Grote graanluis

Sitobion avenae (Fabricius, 1775)

Grote graanluis

Middelgrote tot grote soort (1,3-4,0 mm) die wijdverspreid is en algemeen voorkomt in Europa, het Middellandse-Zeegebied, het Midden-Oosten, Centraal-Azië, India, Afrika, Noord-, Midden- en Zuid-Amerika.

Kenmerken

Het voorhoofd wordt gekenmerkt door lage voorhoofdsknobbels met van elkaar wijkende binnenranden en een kleinere middenknobbel. De vrij brede spilvormige ongevleugelde levendbarende vrouwtjes hebben antennen die uit zes leden bestaan die iets korter zijn dan of tot 1,2 maal de lichaamslengte. Het laatste antennelid is tot 1,3 maal zo lang als de sifonen. De sifonen zijn lang en iets wigvormig, tot 1/4 maal de lichaamslengte en gewoonlijk korter dan 1,5 maal de lengte van de cauda. Tot op 35% heeft het distale einde van elke sifon een netvormig patroon. De cauda is puntig, iets ingesnoerd en bezet met maximaal zo’n 13 haartjes. De kleur van de bladluis is geelachtig groen, vuilroodbruin of bijna zwart. De kop en antennen zijn min of meer donker. De distale einden van de leden van de poten zijn donker en de cauda is bruinachtig of geelachtig groen. Terwijl de sifonen zwart zijn. Ongevleugelde vrouwtjes hebben kleine vlekken en gevleugelde vrouwtjes duidelijke donkere vlekken tussen de segmenten.

Levenscyclus

De grote graanluis overwintert als eitje op vele soorten granen en grassen (bv. wintertarwe, wintergerst, winterrogge en straatgras). De eitjes komen uit in het voorjaar en ontwikkelen zich tot ongevleugelde vormen (stammoeders). Wanneer er bloeiwijzen aanwezig zijn (pluimgrassen - Poa), geven deze bladluizen daaraan de voorkeur. Anders koloniseren zij de lagere bladeren (wintergranen). Tot 80% van de nakomelingen van stammoeders kan zich ontwikkelen tot gevleugelde migranten.
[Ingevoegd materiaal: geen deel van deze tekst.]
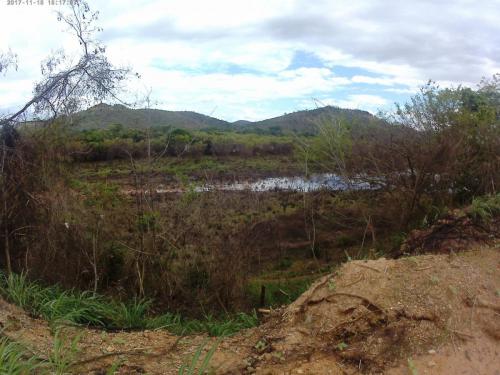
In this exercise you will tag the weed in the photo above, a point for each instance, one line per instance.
(342, 346)
(87, 308)
(202, 367)
(64, 352)
(484, 208)
(331, 285)
(14, 359)
(412, 367)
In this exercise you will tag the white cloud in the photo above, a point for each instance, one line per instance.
(236, 54)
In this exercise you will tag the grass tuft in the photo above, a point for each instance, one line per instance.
(72, 307)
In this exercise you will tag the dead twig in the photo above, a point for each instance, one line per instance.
(368, 267)
(353, 283)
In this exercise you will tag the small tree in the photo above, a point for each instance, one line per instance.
(64, 89)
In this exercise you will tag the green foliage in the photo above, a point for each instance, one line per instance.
(148, 221)
(15, 360)
(86, 308)
(199, 364)
(64, 352)
(485, 208)
(278, 292)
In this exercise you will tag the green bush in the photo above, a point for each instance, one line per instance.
(485, 208)
(87, 308)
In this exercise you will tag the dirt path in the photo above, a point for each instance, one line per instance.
(431, 314)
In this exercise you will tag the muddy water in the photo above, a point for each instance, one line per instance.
(316, 182)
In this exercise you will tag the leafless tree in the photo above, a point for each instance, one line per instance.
(66, 87)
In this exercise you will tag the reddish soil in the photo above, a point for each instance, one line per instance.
(430, 314)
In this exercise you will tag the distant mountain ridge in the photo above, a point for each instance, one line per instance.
(103, 115)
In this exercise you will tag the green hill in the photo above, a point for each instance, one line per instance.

Deze vliegen naar een andere waardplant waar zij zich gedurende de rest van het seizoen parthenogenetisch vermeerderen. In het algemeen ziet men dat de aantasting door deze bladluis begint op de bovenste bladeren en zich dan verplaatst naar de aren zodra deze te voorschijn komen. Bij zeer grote populaties of bij het rijpen van het graan ontwikkelen zich gevleugelde bladluizen, die de plant verlaten en waardplanten koloniseren die nog groen zijn. In de herfst worden er gevleugelde mannetjes en geslachtelijk voortplantende vrouwtjes voortgebracht. De laatste leggen eitjes op de lagere delen van de waardplant. Bij zachte weersomstandigheden komt overwintering als levendbarende vorm op nieuwe aanwas van wintergranen en andere grasachtigen (Gramineae) algemeen voor. Waardplant (winter zomer) Verscheidene grasachtigen (Gramineae), waaronder veel economisch belangrijke gewassen. Levenscyclus Holocyclisch (soms ook anholocyclisch).

Schade

De zuigactiviteit van de grote graanluis leidt tot minder korrels per aar en daarmee potentieel tot een grote daling van de opbrengst. Op de grote hoeveelheden honingdauw, die eruitzien als een glanzende, kleverige laag op de bovenzijde van het blad, kunnen zich roetdauwschimmels ontwikkelen die de fotosynthese belemmeren. De hoeveelheid geoogst product en de bakkwaliteit voor brood nemen af wanneer de aren worden gekoloniseerd, en dat tast de handelswaarde aan. Deze bladluis kan zeer schadelijk zijn voor granen, want het is een belangrijke overbrenger van het gerstevergelingsvirus en ook van het bonenscherpmozaïekvirus, bonenscherpmozaïekvirus, slavergelingsvirus en het aardappelvirus Y.